Thirteen years later, a look back at the Iraq War, its motivations and its consequences. (Part I)

Link: Wikipedia entry for the Benghazi scandal.

Part I

The recent opening of a well-produced and costly film on the 2012 Benghazi incident in which four Americans, including an Ambassador were killed, reminds us of the sadly dangerous world we live in.  Ambassador Chris Stevens and the three young men that lost their lives that night, believed that they were in Benghazi, Libya, to help spread America's message of freedom and give hope to a nation in great need of something in which to believe.  When I was a child, I would spend hours looking at the globe my parents bought me for my ninth birthday, and try to learn, day by day, a little bit about all the different countries around the world.  Over the year, I remember using that globe to identify places where war had broken out.  As I've gotten older, the areas free from conflict has continually gotten smaller.  Today, as I look at a map of the world, I can no longer identify a place which isn't in some way either directly under attack or threatened by the plague of Islamic Extremist terrorism.  In the seven years following the 9-11 tragedy, the United States used its military capability to force the terrorist elements to fight in their own backyard.  True, Al-Qaeda was guest-of-honor of the Taliban in Afghanistan, not Saddam Hussein in Iraq.  But strategically, the best way to get at Al-Qaeda in Afghanistan was by using Iraq as a spring-board.  The Bush Administration had been in a war of words with Iraq and its manipulation of the oil-for-food program to ignore United Nation's Resolutions.  I don't know the real answer, but it would seem that the Bush Administration gambled that the Democrats, the United Nations, and the rest of the world wouldn't mind if the U.S. borrowed Iraq's U.N. Resolution violations as an excuse to invade Iraq and turn it into a U.S. military base.  I understand the reasoning behind the strategy: the best was to annihilate Al-Qaeda was to force them into a conventional war (to which they were wholly unsuited) in their own backyard; no place to retreat. 
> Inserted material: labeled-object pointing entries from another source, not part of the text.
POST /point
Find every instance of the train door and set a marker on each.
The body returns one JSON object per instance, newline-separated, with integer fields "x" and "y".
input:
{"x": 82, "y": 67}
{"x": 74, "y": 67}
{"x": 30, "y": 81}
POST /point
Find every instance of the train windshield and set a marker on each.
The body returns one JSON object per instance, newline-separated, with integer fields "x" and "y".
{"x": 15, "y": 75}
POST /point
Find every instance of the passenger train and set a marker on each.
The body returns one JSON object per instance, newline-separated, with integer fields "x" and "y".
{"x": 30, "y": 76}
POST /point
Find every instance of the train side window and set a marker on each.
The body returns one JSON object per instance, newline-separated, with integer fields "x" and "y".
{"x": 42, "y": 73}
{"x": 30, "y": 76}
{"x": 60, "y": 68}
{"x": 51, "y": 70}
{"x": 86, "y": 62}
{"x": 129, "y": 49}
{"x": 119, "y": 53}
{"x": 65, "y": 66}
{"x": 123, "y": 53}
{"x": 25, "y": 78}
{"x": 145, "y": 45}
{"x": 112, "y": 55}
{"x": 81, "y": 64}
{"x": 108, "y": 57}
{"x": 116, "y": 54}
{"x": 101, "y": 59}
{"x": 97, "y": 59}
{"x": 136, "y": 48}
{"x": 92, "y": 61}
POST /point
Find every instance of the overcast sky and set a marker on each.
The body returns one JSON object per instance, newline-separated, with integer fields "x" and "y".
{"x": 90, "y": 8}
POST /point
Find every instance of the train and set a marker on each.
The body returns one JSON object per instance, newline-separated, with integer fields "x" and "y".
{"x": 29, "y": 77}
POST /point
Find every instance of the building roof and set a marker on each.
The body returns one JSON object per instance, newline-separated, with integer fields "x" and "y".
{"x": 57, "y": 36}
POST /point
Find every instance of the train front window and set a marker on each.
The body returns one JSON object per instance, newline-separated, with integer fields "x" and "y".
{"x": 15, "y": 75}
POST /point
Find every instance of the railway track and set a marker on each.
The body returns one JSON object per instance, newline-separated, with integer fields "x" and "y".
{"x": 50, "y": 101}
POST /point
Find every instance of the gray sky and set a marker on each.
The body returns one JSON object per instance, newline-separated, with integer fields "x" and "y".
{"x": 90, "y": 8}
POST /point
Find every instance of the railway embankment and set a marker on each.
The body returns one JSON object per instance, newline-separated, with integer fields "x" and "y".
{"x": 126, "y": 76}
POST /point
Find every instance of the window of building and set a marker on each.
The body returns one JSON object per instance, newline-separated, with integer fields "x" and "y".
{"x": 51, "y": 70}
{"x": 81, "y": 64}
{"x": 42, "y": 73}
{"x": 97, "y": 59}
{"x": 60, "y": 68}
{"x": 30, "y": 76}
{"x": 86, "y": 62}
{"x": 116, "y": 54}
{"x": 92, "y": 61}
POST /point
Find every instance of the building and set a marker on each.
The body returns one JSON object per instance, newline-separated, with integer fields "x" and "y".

As for the politics involved, and the Weapons of Mass Destruction issue, I understand the frustration of folks who did not follow the Bush Administration's lead.  But Saddam Hussein was a brutal tyrant who had ignored every attempt by the United Nations to get him in line.  And by 2009, the Iraqi insurgency was over, and Iraq was beginning, for the first time as an independent and free nation, to stand on its own feet (thank you, U.S. taxpayer).  You see, while the military was defeating first, Saddam loyalists and second, the insurgency, we had engineers, architects, plumbers, construction specialists, electricians, town planners, and all sorts of other "nation rebuilding" experts in place, to rebuild Iraq.  Highways were put back in order, from one side of Iraq to the other.  The urban transportation systems were modernized and put back on line, along with traffic lights and speed limits.  The water distribution and waste disposal systems in place were practically from the time of the Ottomans, and we fixed what was repairable and replaced the rest.  Education was important to President Bush, and school building was a priority, from grade school to university-level education.  A tremendous effort to put Iraq's refining capacity back on line was not complete by 2009, but a great deal had been accomplished.  Also, the U.S. military was in the process of training a streamlined, effective, modern Iraqi Armed Forces.